All concur except Dejoseph, J., who dissents and votes to affirm in the following memorandum: I respectfully dissent. In my view, Supreme Court properly exercised its discretion in denying plaintiff's motion to set aside the underlying foreclosure sale.
It is well established that "[a] court has the inherent equitable power to ensure that a sale [*4]conducted pursuant to a judgment of foreclosure is not made the instrument of injustice' " (Alkaifi v Celestial Church of Christ Calvary Parish, 24 AD3d 476, 477), and "a court of equity may set aside its own judicial sale upon grounds otherwise insufficient to confer an absolute legal right to a resale in order to relieve [a party] of oppressive or unfair conduct" (Guardian Loan Co. v Early, 47 NY2d 515, 520-521). As the majority properly notes, however, this power "should be exercised sparingly and with great caution" (id. at 520).

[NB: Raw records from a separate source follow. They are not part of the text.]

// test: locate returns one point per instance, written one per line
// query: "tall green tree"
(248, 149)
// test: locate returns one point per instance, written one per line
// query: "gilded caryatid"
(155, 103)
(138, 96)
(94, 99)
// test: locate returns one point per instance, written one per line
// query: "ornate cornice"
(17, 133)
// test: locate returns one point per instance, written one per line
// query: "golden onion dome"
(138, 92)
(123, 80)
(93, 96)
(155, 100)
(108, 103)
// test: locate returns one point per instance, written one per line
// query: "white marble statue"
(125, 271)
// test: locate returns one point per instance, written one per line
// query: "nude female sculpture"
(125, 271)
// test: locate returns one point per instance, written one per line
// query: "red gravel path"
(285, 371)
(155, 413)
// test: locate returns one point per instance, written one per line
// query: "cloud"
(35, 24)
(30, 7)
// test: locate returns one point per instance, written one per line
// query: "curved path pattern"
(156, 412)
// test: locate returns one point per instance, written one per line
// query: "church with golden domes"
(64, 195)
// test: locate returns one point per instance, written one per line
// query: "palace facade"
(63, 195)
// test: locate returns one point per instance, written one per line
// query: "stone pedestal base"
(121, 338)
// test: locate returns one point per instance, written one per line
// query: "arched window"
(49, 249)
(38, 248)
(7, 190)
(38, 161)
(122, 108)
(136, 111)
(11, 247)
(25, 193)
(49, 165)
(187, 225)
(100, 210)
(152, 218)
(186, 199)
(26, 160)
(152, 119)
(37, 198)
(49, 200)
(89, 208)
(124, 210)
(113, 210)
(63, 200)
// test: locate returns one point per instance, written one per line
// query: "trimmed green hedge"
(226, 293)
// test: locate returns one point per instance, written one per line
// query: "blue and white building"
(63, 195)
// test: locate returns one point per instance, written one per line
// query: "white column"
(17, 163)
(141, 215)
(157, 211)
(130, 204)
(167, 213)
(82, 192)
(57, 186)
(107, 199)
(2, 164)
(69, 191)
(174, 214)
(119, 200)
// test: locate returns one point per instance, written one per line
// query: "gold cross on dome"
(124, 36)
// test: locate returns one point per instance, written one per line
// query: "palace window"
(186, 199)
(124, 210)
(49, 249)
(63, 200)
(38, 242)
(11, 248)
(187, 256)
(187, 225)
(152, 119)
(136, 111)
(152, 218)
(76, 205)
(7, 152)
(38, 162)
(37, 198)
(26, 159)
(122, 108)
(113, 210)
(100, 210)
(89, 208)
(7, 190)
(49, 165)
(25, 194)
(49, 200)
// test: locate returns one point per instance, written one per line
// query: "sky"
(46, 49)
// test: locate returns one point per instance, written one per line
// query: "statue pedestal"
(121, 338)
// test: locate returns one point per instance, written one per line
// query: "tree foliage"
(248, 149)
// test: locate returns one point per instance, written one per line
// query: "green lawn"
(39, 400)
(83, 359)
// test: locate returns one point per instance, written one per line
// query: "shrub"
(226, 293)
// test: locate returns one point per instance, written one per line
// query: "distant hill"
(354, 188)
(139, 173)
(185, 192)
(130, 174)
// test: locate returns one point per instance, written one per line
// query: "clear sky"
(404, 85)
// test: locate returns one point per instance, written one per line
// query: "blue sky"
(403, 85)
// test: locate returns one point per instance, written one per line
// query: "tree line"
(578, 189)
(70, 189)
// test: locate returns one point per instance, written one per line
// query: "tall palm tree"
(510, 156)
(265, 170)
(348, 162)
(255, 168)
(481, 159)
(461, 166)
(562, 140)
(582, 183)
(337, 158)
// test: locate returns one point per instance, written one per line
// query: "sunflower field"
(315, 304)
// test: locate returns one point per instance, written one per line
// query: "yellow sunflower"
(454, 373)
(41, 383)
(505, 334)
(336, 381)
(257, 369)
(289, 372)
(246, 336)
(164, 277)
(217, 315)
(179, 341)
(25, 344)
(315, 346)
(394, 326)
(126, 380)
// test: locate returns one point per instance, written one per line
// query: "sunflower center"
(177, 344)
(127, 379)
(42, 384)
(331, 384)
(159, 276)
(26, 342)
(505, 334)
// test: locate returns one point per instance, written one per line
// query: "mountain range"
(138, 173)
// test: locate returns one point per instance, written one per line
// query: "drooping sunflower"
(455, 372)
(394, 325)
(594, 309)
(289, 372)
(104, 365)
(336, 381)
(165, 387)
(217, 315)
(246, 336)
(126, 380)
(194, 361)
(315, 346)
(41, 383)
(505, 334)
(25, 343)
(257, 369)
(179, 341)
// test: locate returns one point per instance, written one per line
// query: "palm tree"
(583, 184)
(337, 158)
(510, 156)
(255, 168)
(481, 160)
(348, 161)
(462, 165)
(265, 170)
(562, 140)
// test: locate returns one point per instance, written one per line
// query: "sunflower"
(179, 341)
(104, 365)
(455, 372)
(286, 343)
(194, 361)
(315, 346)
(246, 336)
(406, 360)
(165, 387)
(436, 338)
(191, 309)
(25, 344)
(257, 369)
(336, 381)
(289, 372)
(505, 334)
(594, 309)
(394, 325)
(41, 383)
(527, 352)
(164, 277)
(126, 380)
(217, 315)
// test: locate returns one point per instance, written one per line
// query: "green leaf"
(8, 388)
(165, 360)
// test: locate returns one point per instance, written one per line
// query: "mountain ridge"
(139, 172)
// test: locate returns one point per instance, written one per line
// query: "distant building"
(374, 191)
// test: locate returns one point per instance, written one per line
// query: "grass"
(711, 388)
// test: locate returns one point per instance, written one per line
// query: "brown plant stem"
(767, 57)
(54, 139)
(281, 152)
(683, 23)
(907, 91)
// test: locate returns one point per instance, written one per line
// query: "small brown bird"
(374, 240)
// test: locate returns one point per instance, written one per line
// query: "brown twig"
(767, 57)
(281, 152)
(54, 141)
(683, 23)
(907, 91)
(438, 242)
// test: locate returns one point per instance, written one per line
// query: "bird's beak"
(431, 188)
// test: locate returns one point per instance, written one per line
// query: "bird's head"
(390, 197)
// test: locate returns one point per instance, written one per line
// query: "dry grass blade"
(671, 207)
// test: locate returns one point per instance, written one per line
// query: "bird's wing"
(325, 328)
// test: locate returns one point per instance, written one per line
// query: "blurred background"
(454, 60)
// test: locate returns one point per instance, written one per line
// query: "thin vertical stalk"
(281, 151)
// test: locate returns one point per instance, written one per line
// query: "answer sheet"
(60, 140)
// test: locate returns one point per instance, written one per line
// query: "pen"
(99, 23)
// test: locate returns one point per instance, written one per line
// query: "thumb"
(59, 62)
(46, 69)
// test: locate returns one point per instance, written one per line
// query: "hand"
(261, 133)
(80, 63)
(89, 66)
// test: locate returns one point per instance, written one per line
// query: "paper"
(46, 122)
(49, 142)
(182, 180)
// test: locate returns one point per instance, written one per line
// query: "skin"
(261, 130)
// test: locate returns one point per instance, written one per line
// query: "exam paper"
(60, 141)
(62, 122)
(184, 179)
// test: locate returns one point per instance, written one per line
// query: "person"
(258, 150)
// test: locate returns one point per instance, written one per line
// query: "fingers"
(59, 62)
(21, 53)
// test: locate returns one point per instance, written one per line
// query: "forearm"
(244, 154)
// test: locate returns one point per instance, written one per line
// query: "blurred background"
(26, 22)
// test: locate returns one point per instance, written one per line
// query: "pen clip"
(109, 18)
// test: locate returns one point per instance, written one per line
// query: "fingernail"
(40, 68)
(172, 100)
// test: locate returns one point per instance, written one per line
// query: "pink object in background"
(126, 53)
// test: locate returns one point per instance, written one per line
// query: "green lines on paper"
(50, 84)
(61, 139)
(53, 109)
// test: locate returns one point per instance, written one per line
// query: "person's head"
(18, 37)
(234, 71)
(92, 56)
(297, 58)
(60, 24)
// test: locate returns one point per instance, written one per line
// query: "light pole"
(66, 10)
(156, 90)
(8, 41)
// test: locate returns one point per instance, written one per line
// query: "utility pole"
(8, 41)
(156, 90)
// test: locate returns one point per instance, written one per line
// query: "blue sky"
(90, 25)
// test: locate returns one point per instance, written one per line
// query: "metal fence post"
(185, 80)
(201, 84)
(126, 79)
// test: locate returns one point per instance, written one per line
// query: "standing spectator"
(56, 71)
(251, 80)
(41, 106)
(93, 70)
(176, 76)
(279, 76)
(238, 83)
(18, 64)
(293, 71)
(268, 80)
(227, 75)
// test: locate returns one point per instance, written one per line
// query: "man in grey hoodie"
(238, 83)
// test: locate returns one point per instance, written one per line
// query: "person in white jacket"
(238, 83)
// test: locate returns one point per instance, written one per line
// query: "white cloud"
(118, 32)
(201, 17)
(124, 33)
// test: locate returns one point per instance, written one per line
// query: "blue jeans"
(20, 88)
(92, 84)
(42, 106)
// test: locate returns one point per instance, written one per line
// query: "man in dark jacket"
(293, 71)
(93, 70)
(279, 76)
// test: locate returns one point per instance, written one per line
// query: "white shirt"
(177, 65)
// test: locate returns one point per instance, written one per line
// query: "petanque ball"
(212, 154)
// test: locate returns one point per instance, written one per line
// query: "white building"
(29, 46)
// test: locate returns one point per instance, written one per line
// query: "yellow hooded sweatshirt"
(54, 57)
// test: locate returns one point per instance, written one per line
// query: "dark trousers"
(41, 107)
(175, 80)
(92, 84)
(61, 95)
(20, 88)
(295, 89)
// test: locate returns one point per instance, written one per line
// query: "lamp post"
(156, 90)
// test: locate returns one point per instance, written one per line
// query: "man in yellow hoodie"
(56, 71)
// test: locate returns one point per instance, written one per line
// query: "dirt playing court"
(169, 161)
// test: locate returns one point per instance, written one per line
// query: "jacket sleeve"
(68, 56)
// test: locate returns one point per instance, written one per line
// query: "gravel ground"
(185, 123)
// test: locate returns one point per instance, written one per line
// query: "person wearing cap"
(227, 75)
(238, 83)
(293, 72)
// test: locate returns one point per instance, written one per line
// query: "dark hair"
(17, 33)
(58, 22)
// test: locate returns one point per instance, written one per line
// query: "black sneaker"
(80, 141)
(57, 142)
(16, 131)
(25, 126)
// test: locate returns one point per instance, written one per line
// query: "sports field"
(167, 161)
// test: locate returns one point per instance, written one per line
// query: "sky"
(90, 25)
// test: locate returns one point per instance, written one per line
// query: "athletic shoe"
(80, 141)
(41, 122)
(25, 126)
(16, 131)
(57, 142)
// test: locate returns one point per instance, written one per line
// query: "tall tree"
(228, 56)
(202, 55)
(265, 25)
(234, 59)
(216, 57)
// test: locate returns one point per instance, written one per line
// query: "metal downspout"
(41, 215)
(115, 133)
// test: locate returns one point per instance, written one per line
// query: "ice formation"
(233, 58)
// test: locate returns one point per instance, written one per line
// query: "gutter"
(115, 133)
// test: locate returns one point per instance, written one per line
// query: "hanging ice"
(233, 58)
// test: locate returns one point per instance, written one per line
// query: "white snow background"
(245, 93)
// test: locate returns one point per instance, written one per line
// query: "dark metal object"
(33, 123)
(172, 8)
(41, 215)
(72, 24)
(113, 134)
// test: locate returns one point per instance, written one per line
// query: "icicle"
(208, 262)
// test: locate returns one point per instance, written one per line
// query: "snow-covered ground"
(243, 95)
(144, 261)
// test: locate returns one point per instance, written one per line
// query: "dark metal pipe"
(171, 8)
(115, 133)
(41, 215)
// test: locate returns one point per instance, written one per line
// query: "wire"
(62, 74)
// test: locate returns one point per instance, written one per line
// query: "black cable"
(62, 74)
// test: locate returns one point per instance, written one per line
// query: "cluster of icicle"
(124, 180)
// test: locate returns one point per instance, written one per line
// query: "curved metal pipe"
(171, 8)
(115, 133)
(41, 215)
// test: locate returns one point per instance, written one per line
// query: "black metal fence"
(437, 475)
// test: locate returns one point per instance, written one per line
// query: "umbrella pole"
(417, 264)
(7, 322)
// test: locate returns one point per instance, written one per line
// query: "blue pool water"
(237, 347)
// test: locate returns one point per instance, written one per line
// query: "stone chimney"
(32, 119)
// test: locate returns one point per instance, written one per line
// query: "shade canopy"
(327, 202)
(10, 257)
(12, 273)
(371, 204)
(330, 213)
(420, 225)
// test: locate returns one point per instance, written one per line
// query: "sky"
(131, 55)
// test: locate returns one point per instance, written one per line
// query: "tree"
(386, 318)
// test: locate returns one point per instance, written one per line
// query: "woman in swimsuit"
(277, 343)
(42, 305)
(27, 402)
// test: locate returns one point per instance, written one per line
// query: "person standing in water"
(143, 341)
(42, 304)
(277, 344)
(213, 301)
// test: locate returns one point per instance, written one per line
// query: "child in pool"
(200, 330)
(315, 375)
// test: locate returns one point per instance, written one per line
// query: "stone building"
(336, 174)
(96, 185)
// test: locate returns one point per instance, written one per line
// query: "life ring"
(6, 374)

The majority acknowledges that plaintiff's failures have contributed to its current predicament, but ultimately concludes that, "under the circumstances of this case, the judicial sale has been made the instrument of injustice." In my view, the majority has failed to explain how this sale, under these circumstances, has been made the instrument of injustice and, in any event, I cannot agree with that conclusion. As Supreme Court observed, plaintiff "failed to avail itself of the most basic step in preserving its claim, [namely,] maintaining a valid notice of pendency on the property," and I cannot look past that failure. In addition thereto, plaintiff did not file the loan documents pursuant to Lien Law § 22 and did not seek a CPLR 5519 stay following entry of the order confirming the Referee's report of sale. Lastly, while I acknowledge the inherent risks associated with doing so, plaintiff also failed to bid at the June 2012 foreclosure sale.
In my view, equity is available only to the "vigilant and not those who slumber on their rights" (Kansas v Colorado, 514 US 673, 687 [internal quotation marks omitted]). There is no dispute here that plaintiff had options to protect its interests. Plaintiff created this current predicament by its own disregard of basic real property practice. I am unwilling to engage in a balancing of the equities because I see no equities to weigh. I therefore would affirm.